Feature

SHOPPERS’ PARADISE

Networks & Network Services
Britain’s city-centre landlords are happy folk right now. Following the demise recently of a number of prime clients like Kookai and The Gadget Shop, there’s no shortage of conveniently-sized retail units – just right for a mobile phone shop, and boy are there going to be a lot more mobile phone shops ...

The smaller spaces are being snapped up by the networks. Anything over 1,000 sq ft is attracting the attention of the big chains, notably (maybe solely) Carphone Warehouse.


And it’s a booming market, not least because it’s effectively subsidised by the networks who want the connections but also the brand visibility.
There’s also an underlying feeling among some network marketeers that many independent retailers take too short-term a view, going for poor-quality customers and encouraging churn just in order to put some cash in the bank now. The networks’ argument then is that controlling the retail business themselves via their own-brand shops will deliver better retention and a better clientele. Cutting commissions to the indirect channel means savings that can be ploughed back into direct sales and exclusive offers.
It doesn’t necessarily work like that, of course, but this kind of thinking is helping rental values to rise at their fastest rate for five years. Check out the activity:

Everything must go – O2 is keeping 97 The Link stores but getting rid of the rest

• Orange: 2006 was described as “a year of consolidation and building for the future” but Orange has just acquired 36 ex-The Link stores from O2 and another 11 former O2 sites. That takes it to more than 340 stores across the UK, including 19 towns where it formerly had no presence. They should all be trading under the Orange Retail banner before Christmas, but next year should see a major revamp for most Orange stores-Orange has a quad-play offering now, with mobile, fixed, broadband and home TV.

• T-Mobile: well on the way to hitting 250 new units by Christmas and 350 by the end of 2007, more than doubling its estate in a year. T-Mobile feels under-represented in the city centres, especially by comparison with Vodafone, and wants more visibility to “bring the brand to life”. There’s also a major refurbishment programme for its existing stores.

• Vodafone: spending £15m on store facelifts, aiming to complete 100 by April 2007 as a “key element of new a customer centric strategy”.

• O2: paid £30m for rest of The Link, including its store portfolio. It will retain 97 of them but is selling on 100 that it doesn’t want; rather than take a single offer for the lot (T-Mobile was reportedly prepared to pay top dollar) O2 has parcelled the outlets into batches that mix good and bad sites-that way it doesn’t give any one competitor a leg up – and Orange was an early taker.
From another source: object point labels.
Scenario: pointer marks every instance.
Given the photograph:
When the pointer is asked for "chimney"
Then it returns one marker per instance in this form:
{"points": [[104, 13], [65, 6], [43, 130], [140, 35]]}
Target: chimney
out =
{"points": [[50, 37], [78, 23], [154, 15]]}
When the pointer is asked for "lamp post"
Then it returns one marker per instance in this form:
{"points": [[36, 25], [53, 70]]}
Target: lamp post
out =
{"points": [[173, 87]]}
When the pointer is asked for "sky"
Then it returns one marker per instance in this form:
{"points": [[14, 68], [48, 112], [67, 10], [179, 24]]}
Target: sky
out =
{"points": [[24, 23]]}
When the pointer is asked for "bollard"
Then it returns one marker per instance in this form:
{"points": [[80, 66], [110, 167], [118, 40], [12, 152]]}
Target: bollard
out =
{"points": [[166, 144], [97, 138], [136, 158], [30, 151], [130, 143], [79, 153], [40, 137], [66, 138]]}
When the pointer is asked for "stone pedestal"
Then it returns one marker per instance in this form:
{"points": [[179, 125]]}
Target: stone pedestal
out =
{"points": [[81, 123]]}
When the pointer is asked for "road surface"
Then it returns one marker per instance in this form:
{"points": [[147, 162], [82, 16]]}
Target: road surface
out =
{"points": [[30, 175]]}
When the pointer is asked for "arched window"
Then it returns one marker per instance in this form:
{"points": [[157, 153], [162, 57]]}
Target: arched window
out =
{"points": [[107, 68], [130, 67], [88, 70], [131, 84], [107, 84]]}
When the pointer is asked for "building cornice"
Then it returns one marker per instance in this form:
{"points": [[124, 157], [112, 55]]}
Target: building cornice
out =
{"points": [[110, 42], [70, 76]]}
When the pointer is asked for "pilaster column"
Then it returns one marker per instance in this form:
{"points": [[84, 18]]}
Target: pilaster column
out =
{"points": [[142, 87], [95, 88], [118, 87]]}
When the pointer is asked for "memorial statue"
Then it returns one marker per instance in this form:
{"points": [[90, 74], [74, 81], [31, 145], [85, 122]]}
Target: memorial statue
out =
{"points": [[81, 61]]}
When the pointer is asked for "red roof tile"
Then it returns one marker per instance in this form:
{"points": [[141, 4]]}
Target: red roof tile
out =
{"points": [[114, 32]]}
Another 30 or so The Link shops will be disposed of to non-mobile retailers because O2 doesn’t want to sell sites that impinge too closely on its own territories. Meanwhile O2 also has a nascent franchising strategy that will get its brand into second-level areas at minimum cost.

• 3: hunting for more locations. 3 is promoting itself enthusiastically as an Apple-style entertainment media supplier rather than an electrical retailer.

• Virgin Mobile: newly acquired by ntl:Telewest and keen to build a High Street presence to support triple- and quad-play sales across the group’s cable, broadband and mobile phone offerings. It will have 124 concessions within Virgin Megastores and WH Smith by the end of this year but opened in Lakeside Shopping Centre, Thurrock at the end of July and will have a couple more standalone stores this with a “significant” number of store openings throughout 2007.

• Carphone Warehouse: continued expansion. In the financial year to 1 July the company opened 77 new stores, taking the portfolio to 1,855. It recently said it would be revamping all of them with a whole new “futuristic” look (apparently that means phones will no longer be hung on the walls).

• Phones 4u: reportedly looking for 100 new stores, with over 50 “definitely” opening before the new year. The new owners of parent Caudwell Group have said they’re interested in building the businesses rather than selling out for a quick buck, so it’s likely that the expansion plans will be going ahead.

There’s a fairly sizable elephant in the room, though. Like banks and opticians, the phone retailers (especially the networks) all want to be in roughly the same area of the retail centre of towns and cities, and so do the big independent chains. And in particular they want to be in shopping centres rather than streetside locations – easier for security and likely to be well-organised for deliveries and other infrastructure issues: easier to catch the passing trade especially in wet weather, easier to promote phones as fashion and entertainment if you’re alongside fashion and entertainment outlets.
So there’s a lot pressure to grab the best spots”and there’s a small but growing sense of resistance among shopping centre owners and managers. Too many chain stores in one place removes variety and makes the centre a less attractive option for a shopping visit.
Admittedly the evidence is anecdotal, and frankly it doesn’t seem to be slowing the march of the mobile retail chains. Store refurbishments and increasing promotion of lifestyle interests can probably sustain a sense of variety for a while, and there’s a lot of subsidy money behind those stores. But mostly it will be interesting to see whether (or when) the bubble bursts – and who gets splattered by the fallout.